On Friday, Adder took to social media saying that he had been let go by a publishing company in New Brunswick, Canada.

“The highs and lows of cartooning. Today I was just let go from all newspapers in New Brunswick,” De Adder tweeted.
His company, Brunswick News Inc. said in a statement on Sunday that “it is entirely incorrect to suggest” that it cancelled a freelance contract with de Adder over the Trump cartoon.

“This is a false narrative which has emerged carelessly and recklessly on social media,” the publishing company wrote.

It said that de Adder never offered the Trump cartoon to the company and had already decided to “bring back” another cartoonist it said was popular with readers. “[N]egotiations had been ongoing for weeks,” it stated.
De Adder tweeted that he would bounce back from losing the job and that he just had to “recoup a percentage of my weekly income.”

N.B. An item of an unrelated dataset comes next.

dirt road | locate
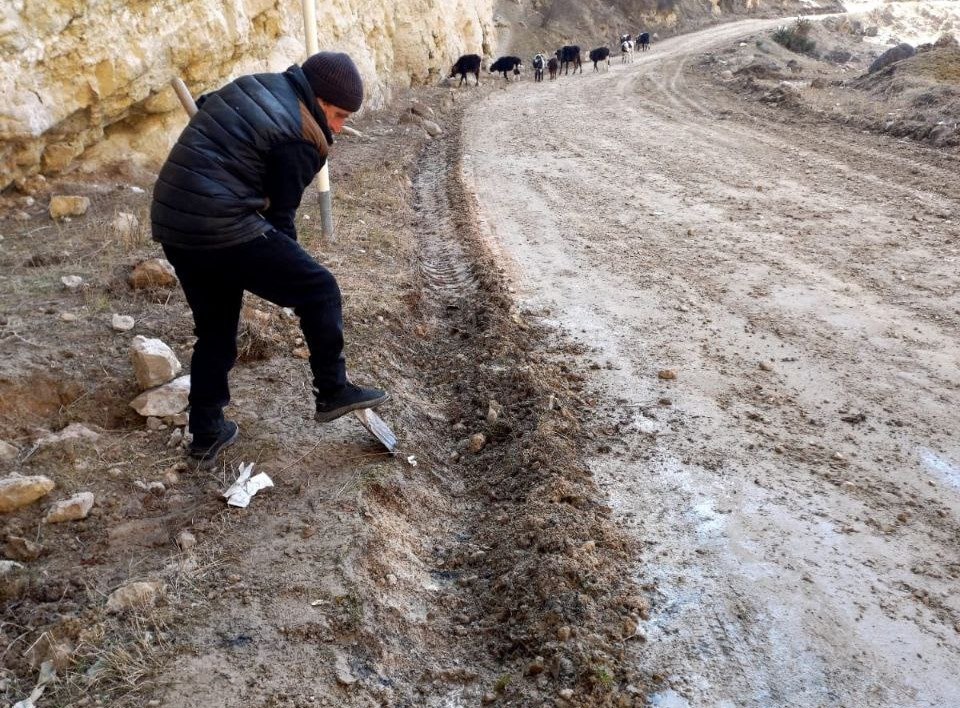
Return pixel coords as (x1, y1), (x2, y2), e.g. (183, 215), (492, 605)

Meanwhile, Wes Tyrell, president of the Association of Canadian Cartoonists, a professional group for artists, claimed that the Brunswick newspapers avoided Trump as a subject of its cartoons — and de Adder “was doing them with regularity for the last couple of years, like any cartoonist.”

De Adder’s Trump depiction was the latest controversy surrounding political cartoons.

Earlier this month, The New York Times said it had decided to do away with editorial cartoons altogether following outrage over an errantly published an anti-Semitic cartoon in its international edition.

The US President is closely associated with the game of golf. By the time he was elected the President of America in 2016, Trump owned 17 golf courses worldwide.